Mas é necessário compreender que, como também nos lembrou Paulo, o amor não se alegra com a injustiça, mas se rejubila com a verdade. E a verdade é menos amorosa com o nosso setor. Existem, sim, sérios problemas éticos na Saúde, anunciados por profissionais e instituições que muitas vezes atuam no limite da irresponsabilidade; por indicações equivocadas de procedimentos e hospitais que recebem remuneração à margem de seus contratos; por agentes inescrupulosos entre operadoras de planos de saúde, indústria e distribuidores; e, ainda, por descaso, omissão e corrupção em partes do governo.

Não há dúvidas de que devemos reformar o modelo de remuneração da saúde suplementar, hoje produtor do desperdício e de práticas antiéticas em nosso País.

Sabemos quais são as opções e como implementá-las.
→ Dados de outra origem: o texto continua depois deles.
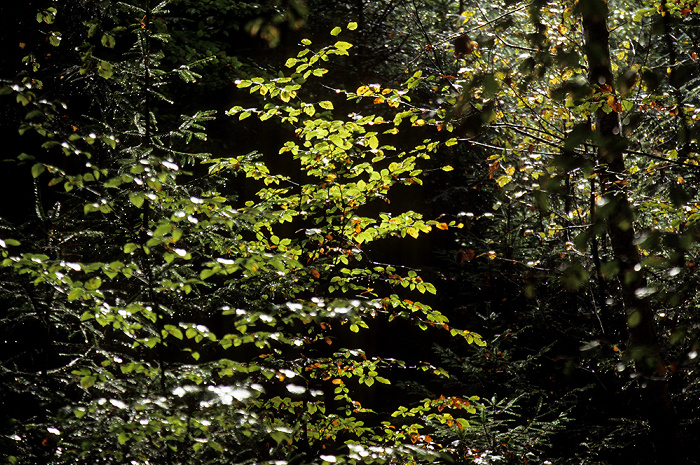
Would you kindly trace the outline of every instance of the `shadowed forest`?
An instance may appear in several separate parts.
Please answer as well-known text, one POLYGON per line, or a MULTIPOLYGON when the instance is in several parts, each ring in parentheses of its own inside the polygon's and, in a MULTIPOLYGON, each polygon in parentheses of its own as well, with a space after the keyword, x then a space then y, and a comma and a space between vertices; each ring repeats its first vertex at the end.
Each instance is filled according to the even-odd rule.
POLYGON ((698 463, 697 1, 0 13, 2 464, 698 463))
Porém, nenhuma correção será plenamente eficaz sem uma revisão profunda e sincera de como nos organizamos e prestamos a assistência à saúde no Brasil. O hospital do futuro assume o protagonismo na coordenação da rede assistencial – da prevenção ao pós-tratamento.
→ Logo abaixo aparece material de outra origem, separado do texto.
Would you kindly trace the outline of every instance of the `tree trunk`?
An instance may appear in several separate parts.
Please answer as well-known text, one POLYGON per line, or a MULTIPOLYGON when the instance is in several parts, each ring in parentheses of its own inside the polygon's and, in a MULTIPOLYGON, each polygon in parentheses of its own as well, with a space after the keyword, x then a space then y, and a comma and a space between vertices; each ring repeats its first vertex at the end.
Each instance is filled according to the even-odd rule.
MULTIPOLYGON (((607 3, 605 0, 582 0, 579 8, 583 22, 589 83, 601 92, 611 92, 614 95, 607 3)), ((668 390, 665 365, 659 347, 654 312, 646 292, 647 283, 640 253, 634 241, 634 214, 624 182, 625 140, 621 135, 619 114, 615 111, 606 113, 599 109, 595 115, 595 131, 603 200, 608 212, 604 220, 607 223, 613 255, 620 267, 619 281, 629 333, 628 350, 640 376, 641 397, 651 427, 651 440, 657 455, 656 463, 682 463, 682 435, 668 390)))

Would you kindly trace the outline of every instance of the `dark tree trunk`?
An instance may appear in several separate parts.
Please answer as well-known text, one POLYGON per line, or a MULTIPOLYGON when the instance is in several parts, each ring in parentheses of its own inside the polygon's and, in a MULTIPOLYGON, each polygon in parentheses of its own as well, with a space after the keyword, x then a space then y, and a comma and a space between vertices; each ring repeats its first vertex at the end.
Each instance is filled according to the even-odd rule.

Ao mesmo tempo, cabe-nos encontrar soluções para distribuir os pacientes que não necessitam de atendimento hospitalar para outras unidades assistenciais.

Não basta, contudo, olhar somente para fora. O sistema não é culpado por todos os nossos problemas. Há muitos males autoinfligidos no setor hospitalar, como a falta de mecanismos capazes de prevenir, descobrir, denunciar e remediar os desvios éticos que podem ocorrer nas instituições de saúde. Os números nos ajudam a dimensionar essa deficiência: pelo menos 95% dos hospitais do Brasil não possuem qualquer forma de acreditação, mesmo nos níveis mais básicos. Ou seja, falta a transparência de submeter-nos a uma avaliação independente e de jogar luz sobre nossas estruturas, seja para mostrar o que há de mais bonito, seja para enxergar e consertar o que não é.

Não pode haver assistência de qualidade se não existir um contexto de profundo respeito pelas pessoas e instituições que caminham conosco e dependem de nós. E aqui incentivo você a assumir o ônus da liderança. Cabe aos líderes a responsabilidade de perceber aquilo que ninguém quer ver, a coragem de agir quando a omissão seria mais simples e a lucidez de guiar a todos pelo caminho provavelmente mais árduo, porém reto, sem desvios.

Eu sei que todos os que militam no setor de saúde já sentiram, em algum momento, esmorecer a esperança e faltarem as forças para ir adiante. Às vezes, pode parecer que estamos em uma batalha vã, investindo contra moinhos de vento. Mas o amor tudo sofre, tudo crê, tudo espera e tudo suporta. Aqueles que agem nas sombras podem ter apenas uma certeza – somos perseverantes em nosso propósito de trazer mais luz para o setor da Saúde. E, se nos depararmos com nossas vergonhas e coerências nesse trajeto, tudo bem. Elas não são culpa da luz, mas da escuridão.